The United States Navy has sailed a warship near man-made islands built by China in the South China Sea, the Department of Defense said Monday. The move saw the USS Lassen sail near the disputed Spratly Islands, in a clear challenge to what Washington sees as Beijing's "excessive claim" of sovereignty in what many nations consider international waters.
Without confirming the destroyer's preparations, State Department spokesman John Kirby said Monday that the US did not need any other nation's permission to sail in international waters anywhere on earth.
"The whole point of freedom of navigation in international waters is that it's international waters. You don't need to consult with anybody. That's the idea," Kirby said.

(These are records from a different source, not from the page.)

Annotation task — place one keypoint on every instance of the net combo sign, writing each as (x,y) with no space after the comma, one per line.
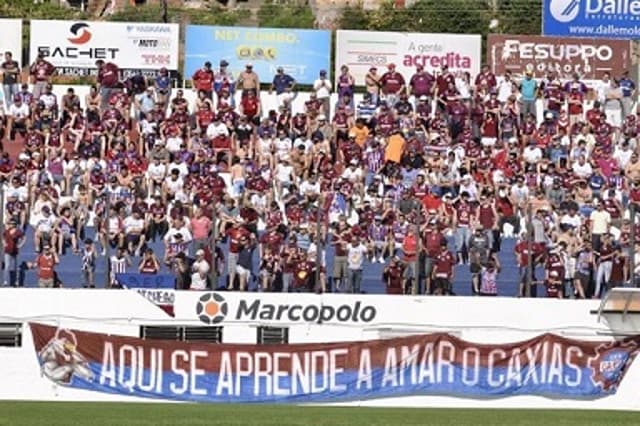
(11,39)
(432,364)
(302,53)
(590,58)
(591,18)
(74,46)
(360,50)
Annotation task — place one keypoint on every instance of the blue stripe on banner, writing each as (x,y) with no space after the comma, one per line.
(338,385)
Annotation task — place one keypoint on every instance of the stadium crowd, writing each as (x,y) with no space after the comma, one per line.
(422,159)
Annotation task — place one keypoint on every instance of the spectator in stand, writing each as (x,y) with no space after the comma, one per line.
(10,77)
(283,84)
(107,80)
(13,239)
(249,81)
(203,80)
(322,88)
(41,72)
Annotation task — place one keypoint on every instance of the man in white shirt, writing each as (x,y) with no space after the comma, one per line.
(322,87)
(582,168)
(200,269)
(18,116)
(134,230)
(356,252)
(217,128)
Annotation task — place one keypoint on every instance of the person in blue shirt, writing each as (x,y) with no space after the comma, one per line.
(628,94)
(283,84)
(529,91)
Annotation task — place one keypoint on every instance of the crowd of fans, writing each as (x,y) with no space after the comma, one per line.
(421,159)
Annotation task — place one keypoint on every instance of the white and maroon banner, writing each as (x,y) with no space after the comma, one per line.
(430,364)
(360,50)
(590,58)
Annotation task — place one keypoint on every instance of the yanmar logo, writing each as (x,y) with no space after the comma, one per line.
(81,33)
(212,309)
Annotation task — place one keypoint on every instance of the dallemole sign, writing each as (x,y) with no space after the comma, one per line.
(432,364)
(589,58)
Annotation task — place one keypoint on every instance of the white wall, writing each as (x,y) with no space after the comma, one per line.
(479,320)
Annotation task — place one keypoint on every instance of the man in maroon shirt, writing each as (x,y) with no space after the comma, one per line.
(392,83)
(13,239)
(203,80)
(108,79)
(41,72)
(443,273)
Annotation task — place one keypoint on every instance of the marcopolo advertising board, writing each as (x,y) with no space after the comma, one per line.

Defense Secretary Ash Carter has also previously asserted the right to sail in the area, saying, "Make no mistake, the United States will fly, sail and operate wherever international law allows, as we do around the world, and the South China Sea is not and will not be an exception."
Chinese Foreign Minister Wang Yi said Beijing was trying to verify if the U.S. ship had entered the 12-mile zone. "If true, we advise the U.S. to think again and before acting, not act blindly or make trouble out of nothing," the Foreign Ministry quoted Wang as saying.

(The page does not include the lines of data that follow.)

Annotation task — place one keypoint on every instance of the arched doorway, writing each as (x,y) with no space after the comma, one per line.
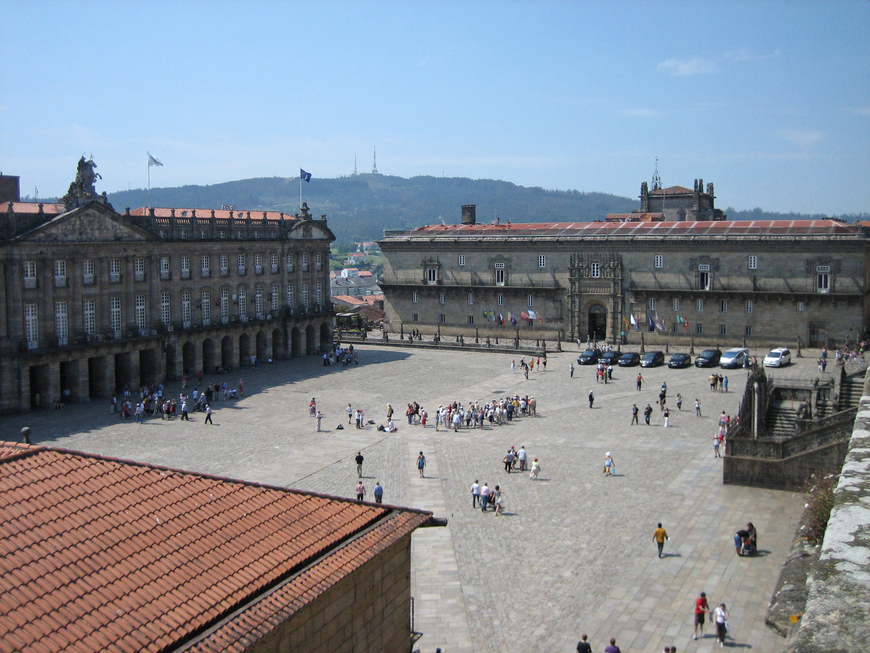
(597,321)
(295,343)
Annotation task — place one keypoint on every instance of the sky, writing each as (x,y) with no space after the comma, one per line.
(768,100)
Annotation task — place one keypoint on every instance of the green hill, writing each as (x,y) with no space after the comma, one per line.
(360,207)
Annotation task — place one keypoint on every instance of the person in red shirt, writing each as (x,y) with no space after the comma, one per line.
(701,609)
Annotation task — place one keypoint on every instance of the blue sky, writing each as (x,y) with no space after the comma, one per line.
(768,100)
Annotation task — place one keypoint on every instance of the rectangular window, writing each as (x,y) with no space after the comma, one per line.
(61,322)
(185,308)
(205,306)
(89,316)
(60,274)
(115,270)
(31,325)
(225,305)
(141,318)
(115,315)
(165,308)
(30,274)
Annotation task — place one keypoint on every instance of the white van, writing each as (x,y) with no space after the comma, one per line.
(733,357)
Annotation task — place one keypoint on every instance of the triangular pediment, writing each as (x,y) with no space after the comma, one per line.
(92,223)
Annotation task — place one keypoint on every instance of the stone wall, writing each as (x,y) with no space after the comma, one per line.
(369,610)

Beijing's ambitions irk neighbors
China claims ownership over nearly the entirety of the sea, even in proximity to other nations such as Vietnam and the Philippines. China's controversial land reclamation projects, such as within the Spratlys, or Nansha in Chinese, have created a great deal of tension between Beijing and states that also have shores on the strategically important waterway.
The South China Sea has also remained a point of contention between the US and China even as President Barack Obama and China's Xi Jinping have been working towards closer ties in areas such as combating climate change.
Without mentioning China by name, Obama and his Indonesian counterpart Joko Widodo called for all parties to refrain from actions the could increase the tension over sovereignty issues in the South China Sea.